赤い日
自宅の押し入れを整理していると、ここ数年分のカレンダーが出てきた。
華織さんはその日にあったことをカレンダーにこと細やかに書き残し、それを日記代わりにしていた。だから捨てずに残してあったのだ。
二〇一七年から、同じ年のカレンダーが二部ずつある。
一部は息子さん専用で、はじめから日記帳として使わせていたものだ。
小学二年生から書かせているが、はじめは一文字一文字が大きく、その日の枠から大きくはみ出している。アイスをたべた、マリオであそんだ、ママにおこられた。書いてあることがかわいい。
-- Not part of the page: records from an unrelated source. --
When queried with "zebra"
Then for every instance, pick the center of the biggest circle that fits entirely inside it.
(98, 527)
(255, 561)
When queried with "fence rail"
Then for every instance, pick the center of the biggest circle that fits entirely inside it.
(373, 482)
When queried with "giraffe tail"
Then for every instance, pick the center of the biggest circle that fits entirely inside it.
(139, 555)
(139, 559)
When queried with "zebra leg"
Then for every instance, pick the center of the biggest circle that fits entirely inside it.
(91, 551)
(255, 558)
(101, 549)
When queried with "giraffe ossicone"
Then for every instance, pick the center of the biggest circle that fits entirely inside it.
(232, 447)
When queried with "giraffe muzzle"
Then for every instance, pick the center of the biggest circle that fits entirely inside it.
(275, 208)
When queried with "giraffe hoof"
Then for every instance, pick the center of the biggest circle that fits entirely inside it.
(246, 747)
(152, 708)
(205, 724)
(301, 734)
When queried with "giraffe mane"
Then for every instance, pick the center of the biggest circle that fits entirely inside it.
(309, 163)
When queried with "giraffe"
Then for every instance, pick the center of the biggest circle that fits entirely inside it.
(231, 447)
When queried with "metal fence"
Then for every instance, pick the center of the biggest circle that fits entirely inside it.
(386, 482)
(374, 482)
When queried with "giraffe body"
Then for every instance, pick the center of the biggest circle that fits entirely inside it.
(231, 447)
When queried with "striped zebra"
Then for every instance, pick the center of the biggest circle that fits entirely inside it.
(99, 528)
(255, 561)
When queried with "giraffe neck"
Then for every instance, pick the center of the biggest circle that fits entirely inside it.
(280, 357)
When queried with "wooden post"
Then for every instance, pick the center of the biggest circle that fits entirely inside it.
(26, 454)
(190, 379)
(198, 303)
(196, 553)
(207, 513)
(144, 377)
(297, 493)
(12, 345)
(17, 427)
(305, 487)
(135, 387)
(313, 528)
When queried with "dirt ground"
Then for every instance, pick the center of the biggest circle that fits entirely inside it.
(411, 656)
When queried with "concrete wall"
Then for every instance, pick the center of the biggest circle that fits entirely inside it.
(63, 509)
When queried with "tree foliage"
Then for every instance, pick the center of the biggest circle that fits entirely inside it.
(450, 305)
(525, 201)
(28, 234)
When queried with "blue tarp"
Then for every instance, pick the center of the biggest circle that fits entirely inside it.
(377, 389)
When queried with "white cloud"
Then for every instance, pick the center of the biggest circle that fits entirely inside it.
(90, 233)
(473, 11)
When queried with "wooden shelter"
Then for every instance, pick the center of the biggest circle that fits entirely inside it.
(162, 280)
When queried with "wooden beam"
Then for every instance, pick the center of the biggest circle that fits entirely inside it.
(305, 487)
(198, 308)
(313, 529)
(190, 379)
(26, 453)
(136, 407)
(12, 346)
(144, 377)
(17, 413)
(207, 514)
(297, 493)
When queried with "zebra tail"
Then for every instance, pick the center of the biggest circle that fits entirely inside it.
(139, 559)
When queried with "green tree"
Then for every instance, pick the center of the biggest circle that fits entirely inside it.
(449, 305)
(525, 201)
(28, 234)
赤色の色鉛筆で、きれいに枠からはみ出さずに塗られていた。
息子を呼び、これはなんなのと聞くと、本人はどうして塗りつぶしたのか覚えていないと答えた。だが、あとになって思い出したようで、そこははじめから赤く塗られていたので何も書かなかったのだといった。
その日に何かがあったのかもしれない。
華織さんは自分のカレンダーと照らし合わせてみたが、赤く塗らねばならないようなことは書かれていなかった。
二〇一九年の夏、華織さんの実家に家族で行った時だった。
「あー!」という声が聞こえ、息子がキッチンに飛び込んできた。
夕食の準備をしている華織さんに「あった!」といって、腕を引っ張ってどこかへ連れて行こうとする。
どこに行くかと思えばトイレで、壁にかかっているカレンダーを見せられる。
息子のカレンダーにあったような赤く塗りつぶした日があった。しかも先週。塗り方、色の濃さ、息子のカレンダーにあったものと同じに見える。
息子の悪戯かと一瞬思ったが、親に確認したほうが早い。
「トイレのカレンダーさ、赤いところの日って、あれなに?」
華織さんは母親にたずねた。すると母親は、
「さあ、お父さんに聞いて」
たぶん、趣味の釣りに関係あるのではないかという。
ところが父親に聞くと、
「母さんだろ?」
何年か前から「赤い日があるな」と思っていたが、母親は父親が、父親は母親が塗ったものだと思っていたらしい。
華織さんは家族を集め、
「この日なんだと思う?」と率直な意見を聞いた。
答えられる家族はおらず、ただ厭な空気になってこの話題は終了した。
華織さんの家のカレンダーに今のところ新たな《赤い日》は増えていない。
実家に電話で聞いたら「あれ以来見ていない」と言われたが、実はかなり怪しんでいる。